Apa Arti “Ward” Secara Historis?
Dalam konteks Bridgerton, dan secara historis pada tahun 1800-an, menjadi “bangsal” berarti seseorang—biasanya anak-anak—berada di bawah perlindungan hukum dan perwalian orang lain. Kamus Cambridge mendefinisikan lingkungan sebagai seseorang yang ditempatkan di bawah pengawasan pengadilan atau wali. Pengaturan ini biasa terjadi ketika orang tua meninggal atau tidak mampu mengasuh anak mereka, namun juga berlaku dalam kasus anak tidak sah, dimana stigma sosial dan hambatan hukum menghalangi pengakuan langsung sebagai orang tua.

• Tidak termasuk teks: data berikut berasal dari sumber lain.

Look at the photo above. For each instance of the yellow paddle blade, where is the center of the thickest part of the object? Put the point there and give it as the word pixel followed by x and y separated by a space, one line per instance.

Sifat Perwalian yang Menipu di Bridgerton
Lord Penwood menggambarkan Sophie sebagai anak asuhnya dari istri barunya, Araminta, tapi ini setengah benar. Dia sebenarnya adalah ayah kandungnya, yang berselingkuh dengan seorang pembantu. Sophie adalah putri haramnya, sebuah rahasia yang terungkap hanya setelah kematiannya. Penipuan ini menyoroti kemunafikan aturan-aturan sosial yang kaku pada masa itu seputar kelahiran dan orang tua.
Akibat Tidak Sah
Pengungkapan asal usul Sophie yang sebenarnya membawa konsekuensi yang parah. Araminta, istri Penwood, menunjukkan kekejaman zaman dengan mencabut hak waris Sophie dan memaksanya menjadi budak tanpa bayaran. Hal ini membentuk skenario klasik “Cinderella”, di mana Sophie diperlakukan kurang dari manusia karena keadaan kelahirannya.
Mengapa Ini Penting
Sistem “bangsal” di Bridgerton bukan sekadar perangkat plot. Ini mewakili kenyataan pahit hukum waris, kelas sosial, dan kesenjangan gender di era Kabupaten. Anak-anak yang tidak sah sering kali tidak mempunyai hak hukum dan sepenuhnya bergantung pada kemauan ayah atau wali mereka yang lain. Pertunjukan tersebut menggunakan detail ini untuk mengungkap sisi gelap masyarakat kelas atas, di mana legitimasi tidak hanya menentukan kekayaan tetapi juga martabat. Kisah Sophie adalah gambaran jelas bagaimana kelahiran dapat menentukan jalan hidup seseorang.
Drama yang terjadi seputar orang tua Sophie tidak diragukan lagi akan menjadi konflik utama di musim ini, menimbulkan pertanyaan tentang posisinya di masyarakat dan sejauh mana dia akan berusaha untuk mendapatkan haknya.